I went to the garden. There was still light in the sky: the saviour night was still distant.
“Geraldina,” I said aloud.
Now I supposed that on the other side of the wall I should find Geraldina, and, what was absurd, find her alive, in that I trusted: to locate Geraldina, and locate her, most of all, alive. To hear her live, in spite of the screams.
But I remembered another shout: her son had called her, the last time I saw her. I remembered that as I went through the wall; the grass had grown up around it.

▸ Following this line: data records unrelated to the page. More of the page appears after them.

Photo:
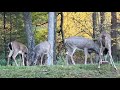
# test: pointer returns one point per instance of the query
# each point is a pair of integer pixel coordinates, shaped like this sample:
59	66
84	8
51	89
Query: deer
39	52
17	48
104	41
80	43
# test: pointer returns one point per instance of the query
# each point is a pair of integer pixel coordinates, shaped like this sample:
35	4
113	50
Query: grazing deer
39	53
80	43
16	48
104	41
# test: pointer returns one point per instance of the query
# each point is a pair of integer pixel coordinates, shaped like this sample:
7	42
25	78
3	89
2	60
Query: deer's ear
94	39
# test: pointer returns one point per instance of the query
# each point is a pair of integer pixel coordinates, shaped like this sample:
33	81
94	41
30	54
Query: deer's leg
106	57
72	56
100	54
9	56
70	53
111	60
23	59
41	59
86	53
91	58
14	57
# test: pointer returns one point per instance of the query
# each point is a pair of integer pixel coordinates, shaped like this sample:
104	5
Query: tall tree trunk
102	19
113	33
52	37
94	18
61	27
30	36
10	26
4	28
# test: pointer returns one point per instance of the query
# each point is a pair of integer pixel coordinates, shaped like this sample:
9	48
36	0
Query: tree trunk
29	33
10	26
113	33
61	27
52	37
4	28
102	19
94	18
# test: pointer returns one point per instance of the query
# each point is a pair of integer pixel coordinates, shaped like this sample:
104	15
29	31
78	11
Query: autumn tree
94	18
102	20
113	33
52	37
29	33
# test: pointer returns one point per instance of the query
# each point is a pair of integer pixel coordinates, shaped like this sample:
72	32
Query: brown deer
104	41
40	51
16	48
80	43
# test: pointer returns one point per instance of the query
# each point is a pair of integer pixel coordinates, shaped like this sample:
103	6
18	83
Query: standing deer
80	43
16	48
39	53
104	41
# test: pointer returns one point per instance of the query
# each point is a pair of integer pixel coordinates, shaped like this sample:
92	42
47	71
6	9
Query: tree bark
113	33
102	19
94	18
10	26
29	33
52	37
4	28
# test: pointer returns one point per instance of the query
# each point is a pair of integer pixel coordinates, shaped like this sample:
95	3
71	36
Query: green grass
60	71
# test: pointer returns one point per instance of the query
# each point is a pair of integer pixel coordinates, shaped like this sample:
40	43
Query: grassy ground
60	71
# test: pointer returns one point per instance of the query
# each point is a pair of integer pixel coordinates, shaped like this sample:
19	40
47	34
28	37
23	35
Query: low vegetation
60	71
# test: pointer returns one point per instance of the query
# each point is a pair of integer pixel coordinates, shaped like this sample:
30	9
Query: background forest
86	24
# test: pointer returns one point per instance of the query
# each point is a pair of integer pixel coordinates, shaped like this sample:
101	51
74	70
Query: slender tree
10	26
52	37
4	28
113	33
29	33
94	18
102	19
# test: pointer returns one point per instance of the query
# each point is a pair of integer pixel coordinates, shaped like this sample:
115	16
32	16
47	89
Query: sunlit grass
59	71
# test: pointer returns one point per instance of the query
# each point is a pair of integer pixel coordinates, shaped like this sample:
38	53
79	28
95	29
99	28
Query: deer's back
43	47
79	42
19	46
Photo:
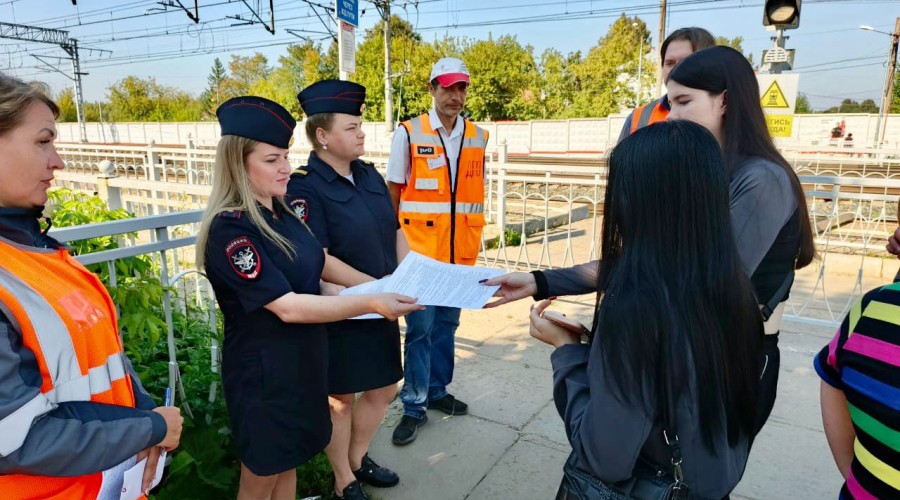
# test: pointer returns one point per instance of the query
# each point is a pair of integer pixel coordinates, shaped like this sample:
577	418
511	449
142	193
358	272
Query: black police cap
257	118
333	96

There was the pool; I looked into it as into a pit: amid the dead leaves that the wind blew in there, amid the bird droppings, the scattered rubbish, near the petrified corpses of the macaws, incredibly pale, face down, lay Eusebito’s corpse and he was paler still because naked, his arms under his head, the blood like a thread seemed to still flow from his ear; a hen pecked about, the last hen, and she inexorably approached his face. My thoughts turned to Geraldina, and I headed for the wide-open glass door. A noise inside the house stopped me. I waited a few seconds and went on, up against the wall. Through the living room window I caught a glimpse of the profile of several men, all standing still, contemplating something with exaggerated attention, more than absorbed: gathered like parishioners in church at the hour of the Elevation. Behind them, behind their stone stillness, their shadows darkened the wall; what were they watching? Forgetting myself entirely, searching only for Geraldina, I found myself advancing toward them. Nobody took any notice of my presence; I stopped, like them, another stone sphinx, dark, emerging from the doorway.
Between the arms of a wicker rocking chair, was — fully open, exhausted — Geraldina naked, her head lolling from side to side, and on top of her one of the men embracing her, one of the men delving into Geraldina, one of the men was raping her: it still took me a while to realize it was Geraldina’s corpse, it was her corpse, exposed before these men who waited. Why do you not join them, Ismael? I listen to myself demean myself: why do you not explain to them how to rape a corpse? Or how to love? Is that not what you dreamt of? And I see myself lying in wait for Geraldina’s naked corpse, the nakedness of the corpse that still glows, imitating perfectly what could be Geraldina’s passionate embrace. These men, I thought, of whom I only saw the profiles of their deranged faces, these men must be waiting their turn, Ismael, are you too waiting for a turn? I have just asked myself that, before the corpse, while hearing her sound of a manipulated, inanimate doll — Geraldina possessed again, while the man is only a ferocious gesture, half-naked, why do you not go and tell him, not like that, why do you not go yourself and tell him how?
“O.K.,” one of the men shouts, lengthening his voice strangely. “Leave it.”
And another: “Let’s go.”
The three or four left do not respond, they are each an island, a drooling profile: I wonder if it is not my own profile, worse than looking in the mirror.
“Goodbye, Geraldina,” I say out loud, and leave.
I hear shouting at my back.
I have left by the front door. I walk toward my house, calmly walk along the street, not fleeing, not turning back to look, as if none of this were happening — while it happens — and I reach the doorknob of my house, my hands do not shake, the men shout at me not to go in.
“Freeze,” they shout, surrounding me.
I feel for a second that they even fear me, and they fear me now, just when I am more alone than ever.
“Your name,” they shout, “or you’re finished.”
Let it be finished, I only wanted, what did I want? To go inside and sleep.